DeepMind is still active in research today. We heard from the organization’s head of research Raia Hadsell. She told us how, at DeepMind, based on the AI models available within the company, they had come up with the idea of breaking down the problem of protein folding as one of the greatest remaining mysteries of the natural sciences. To date, with the AlphaFold project, DeepMind has succeeded in decoding 200 million proteins. Two million scientists and researchers in 190 countries use the database and are working on entirely new medical possibilities, treatments and many other fields for which we need a fundamentally different understanding of our laws of nature. (alphafold.ebi.ac.uk)
I have one more in my completely subjective list, which I have selected here to talk about. Thomas Dohmke, in his capacity as CEO at Github told us in a conversation with Vlad Gozman (one of the organizers behind TED.AI Vienna) how he came from being an open-source developer to mobile apps via the SDKs from Apple and Google. And how the world of [Open Source](https://de.wikipedia.org/wiki/OpenSource)_and open access to code increasingly fascinated him, and he is convinced that a future world will need much more code – and open research. He explained why Github advocated the use of GenAI in software development very early on and how this has changed the requirements placed on developers. And yes, you guessed it, those requirements are becoming higher. We will need increasingly better programmers to handle the radically rising demand for, and benefit of, code.

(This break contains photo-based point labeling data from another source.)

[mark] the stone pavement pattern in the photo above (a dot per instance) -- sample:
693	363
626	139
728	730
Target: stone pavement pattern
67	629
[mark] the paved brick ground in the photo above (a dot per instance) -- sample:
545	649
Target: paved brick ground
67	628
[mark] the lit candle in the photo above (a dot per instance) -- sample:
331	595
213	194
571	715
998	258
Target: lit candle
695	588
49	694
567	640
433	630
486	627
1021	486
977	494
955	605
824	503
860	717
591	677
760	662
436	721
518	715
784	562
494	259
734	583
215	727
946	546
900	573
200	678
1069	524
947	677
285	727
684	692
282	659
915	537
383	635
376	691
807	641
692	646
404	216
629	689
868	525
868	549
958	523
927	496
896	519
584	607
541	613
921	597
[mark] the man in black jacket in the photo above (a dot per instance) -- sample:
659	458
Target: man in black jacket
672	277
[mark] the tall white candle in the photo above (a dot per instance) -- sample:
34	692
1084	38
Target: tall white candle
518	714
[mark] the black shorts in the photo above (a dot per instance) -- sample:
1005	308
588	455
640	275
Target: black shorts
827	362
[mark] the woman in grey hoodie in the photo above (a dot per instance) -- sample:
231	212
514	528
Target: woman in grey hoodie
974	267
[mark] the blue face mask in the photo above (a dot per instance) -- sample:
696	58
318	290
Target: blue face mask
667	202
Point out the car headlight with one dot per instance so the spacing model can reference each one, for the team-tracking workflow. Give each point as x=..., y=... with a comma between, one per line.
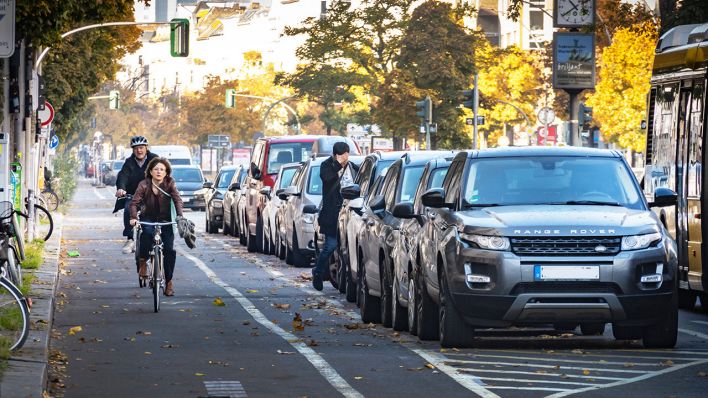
x=636, y=242
x=487, y=242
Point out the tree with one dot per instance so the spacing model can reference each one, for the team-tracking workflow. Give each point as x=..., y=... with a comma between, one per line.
x=437, y=57
x=619, y=100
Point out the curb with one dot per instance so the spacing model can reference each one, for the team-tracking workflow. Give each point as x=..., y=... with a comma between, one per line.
x=26, y=373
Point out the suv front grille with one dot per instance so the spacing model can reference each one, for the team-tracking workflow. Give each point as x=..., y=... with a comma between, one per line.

The team around Alina Nikolaou and Vlad Gozman has put together an TED.AI Vienna incredible conference. An event with many breathtaking moments, critical viewpoints, outstanding developments and thought-provoking future scenarios. The TED Talks began on Saturday at 09:30 and ended at 21:30. I did not see anyone getting tired; we all stayed focused. And with Chris Turner, the live rapper, we also had plenty to laugh about.

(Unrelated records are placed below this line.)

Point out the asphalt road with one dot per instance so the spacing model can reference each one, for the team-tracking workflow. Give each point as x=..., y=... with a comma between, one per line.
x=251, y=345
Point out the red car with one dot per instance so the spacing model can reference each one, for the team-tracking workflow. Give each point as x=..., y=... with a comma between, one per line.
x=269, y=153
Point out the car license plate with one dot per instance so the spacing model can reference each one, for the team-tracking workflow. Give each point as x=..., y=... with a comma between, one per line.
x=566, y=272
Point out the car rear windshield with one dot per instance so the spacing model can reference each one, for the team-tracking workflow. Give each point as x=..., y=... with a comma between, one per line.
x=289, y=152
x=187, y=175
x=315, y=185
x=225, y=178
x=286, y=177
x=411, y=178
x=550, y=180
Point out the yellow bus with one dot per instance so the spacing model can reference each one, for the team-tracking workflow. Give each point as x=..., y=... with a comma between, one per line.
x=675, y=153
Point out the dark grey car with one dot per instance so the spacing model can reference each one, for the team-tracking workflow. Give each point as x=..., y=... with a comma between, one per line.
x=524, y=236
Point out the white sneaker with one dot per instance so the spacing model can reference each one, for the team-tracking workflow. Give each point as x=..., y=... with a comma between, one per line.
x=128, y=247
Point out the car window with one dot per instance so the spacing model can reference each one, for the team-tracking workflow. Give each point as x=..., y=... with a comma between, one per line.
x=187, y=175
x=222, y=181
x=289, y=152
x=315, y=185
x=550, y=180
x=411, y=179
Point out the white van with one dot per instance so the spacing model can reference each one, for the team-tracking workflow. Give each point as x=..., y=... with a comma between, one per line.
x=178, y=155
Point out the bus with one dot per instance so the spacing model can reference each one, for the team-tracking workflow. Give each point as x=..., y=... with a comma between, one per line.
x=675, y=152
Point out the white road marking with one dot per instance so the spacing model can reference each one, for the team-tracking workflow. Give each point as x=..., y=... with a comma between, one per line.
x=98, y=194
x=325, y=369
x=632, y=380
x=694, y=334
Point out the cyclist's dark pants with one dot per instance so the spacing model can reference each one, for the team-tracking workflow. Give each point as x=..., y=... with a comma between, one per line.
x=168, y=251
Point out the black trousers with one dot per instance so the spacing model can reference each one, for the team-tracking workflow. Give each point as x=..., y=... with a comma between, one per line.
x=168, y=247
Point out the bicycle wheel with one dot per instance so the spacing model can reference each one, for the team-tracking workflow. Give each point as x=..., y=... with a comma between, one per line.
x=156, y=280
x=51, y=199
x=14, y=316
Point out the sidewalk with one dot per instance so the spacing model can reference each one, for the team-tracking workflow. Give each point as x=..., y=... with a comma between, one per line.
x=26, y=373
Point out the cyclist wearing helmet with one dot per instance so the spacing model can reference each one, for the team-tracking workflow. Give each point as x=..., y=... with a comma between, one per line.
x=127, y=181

Source: @tedaivienna (Instagram), [26. March 2024.](https://www.instagram.com/p/C4-sSzGsUcw/?utmsource=igwebcopylink&igsh=MzRlODBiNWFlZA==)

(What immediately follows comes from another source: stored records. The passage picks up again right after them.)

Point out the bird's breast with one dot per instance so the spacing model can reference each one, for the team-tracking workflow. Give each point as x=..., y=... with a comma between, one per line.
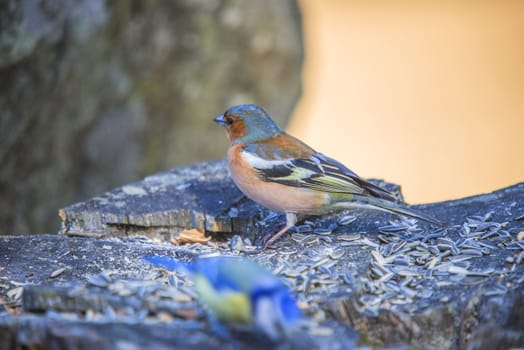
x=270, y=194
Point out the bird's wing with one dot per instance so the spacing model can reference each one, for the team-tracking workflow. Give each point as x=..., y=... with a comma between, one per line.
x=289, y=163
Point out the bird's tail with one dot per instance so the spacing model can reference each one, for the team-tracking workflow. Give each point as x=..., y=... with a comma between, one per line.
x=391, y=207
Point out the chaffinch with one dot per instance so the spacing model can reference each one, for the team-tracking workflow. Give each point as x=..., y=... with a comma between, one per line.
x=237, y=290
x=284, y=174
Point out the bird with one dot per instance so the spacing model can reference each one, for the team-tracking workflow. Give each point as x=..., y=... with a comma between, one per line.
x=238, y=290
x=282, y=173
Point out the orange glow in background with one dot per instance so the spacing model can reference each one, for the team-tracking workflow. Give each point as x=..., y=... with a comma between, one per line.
x=428, y=94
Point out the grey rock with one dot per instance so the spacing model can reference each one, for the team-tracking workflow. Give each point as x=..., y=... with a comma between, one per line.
x=95, y=93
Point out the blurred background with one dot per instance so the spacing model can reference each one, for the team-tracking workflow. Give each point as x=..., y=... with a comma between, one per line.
x=95, y=94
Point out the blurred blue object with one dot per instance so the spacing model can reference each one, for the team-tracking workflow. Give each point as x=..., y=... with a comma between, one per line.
x=237, y=290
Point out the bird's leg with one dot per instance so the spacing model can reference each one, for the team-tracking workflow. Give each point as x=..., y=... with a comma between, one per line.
x=291, y=220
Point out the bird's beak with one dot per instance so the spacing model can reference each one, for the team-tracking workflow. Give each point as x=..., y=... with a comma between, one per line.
x=219, y=119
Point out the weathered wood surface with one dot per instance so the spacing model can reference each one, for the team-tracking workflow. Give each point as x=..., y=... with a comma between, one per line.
x=397, y=282
x=199, y=196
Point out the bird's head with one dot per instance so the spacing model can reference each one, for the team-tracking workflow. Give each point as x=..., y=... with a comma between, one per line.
x=247, y=123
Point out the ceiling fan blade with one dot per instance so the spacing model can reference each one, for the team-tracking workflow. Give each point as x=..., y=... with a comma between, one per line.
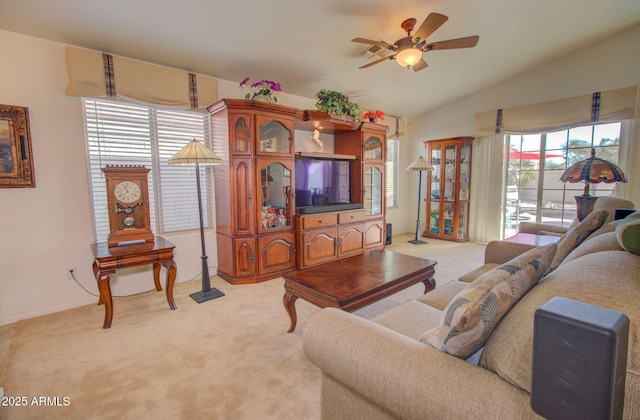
x=376, y=62
x=372, y=42
x=466, y=42
x=429, y=26
x=420, y=65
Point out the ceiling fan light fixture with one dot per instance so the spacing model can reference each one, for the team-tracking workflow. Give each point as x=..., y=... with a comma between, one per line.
x=408, y=57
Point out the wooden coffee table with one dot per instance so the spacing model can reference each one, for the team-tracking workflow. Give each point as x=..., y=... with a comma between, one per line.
x=352, y=283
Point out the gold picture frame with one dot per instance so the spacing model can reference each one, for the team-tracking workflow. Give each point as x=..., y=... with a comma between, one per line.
x=16, y=158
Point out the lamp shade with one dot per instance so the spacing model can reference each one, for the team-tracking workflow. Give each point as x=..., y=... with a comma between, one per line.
x=420, y=165
x=593, y=170
x=195, y=152
x=408, y=57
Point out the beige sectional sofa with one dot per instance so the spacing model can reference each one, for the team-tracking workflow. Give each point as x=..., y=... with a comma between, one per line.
x=380, y=369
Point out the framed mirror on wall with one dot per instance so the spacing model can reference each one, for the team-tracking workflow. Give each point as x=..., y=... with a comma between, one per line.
x=16, y=159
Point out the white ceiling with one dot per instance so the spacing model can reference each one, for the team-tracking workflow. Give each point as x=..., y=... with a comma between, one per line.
x=306, y=44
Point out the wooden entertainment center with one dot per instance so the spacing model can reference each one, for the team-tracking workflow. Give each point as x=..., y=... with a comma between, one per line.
x=259, y=233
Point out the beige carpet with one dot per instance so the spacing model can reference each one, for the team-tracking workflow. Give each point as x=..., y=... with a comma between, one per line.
x=228, y=358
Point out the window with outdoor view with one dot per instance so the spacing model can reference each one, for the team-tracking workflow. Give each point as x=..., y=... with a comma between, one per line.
x=534, y=191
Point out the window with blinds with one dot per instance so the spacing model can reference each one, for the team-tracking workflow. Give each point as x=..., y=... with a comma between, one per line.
x=393, y=152
x=120, y=133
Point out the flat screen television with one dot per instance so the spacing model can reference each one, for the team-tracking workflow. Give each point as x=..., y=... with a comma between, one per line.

Source: @tedaivienna (Instagram), [28. April 2024](https://www.instagram.com/p/C6T9Fc3MBgp/?utmsource=igwebcopylink&igsh=MzRlODBiNWFlZA==).
We have the opportunity to continue adapting this technology. We have the option to steer it and to focus our research on areas that create meaning for us as a society. Whether we will succeed remains, as always, an open question. But we must be clear that artificial intelligence will trigger the greatest change in society we have experienced so far.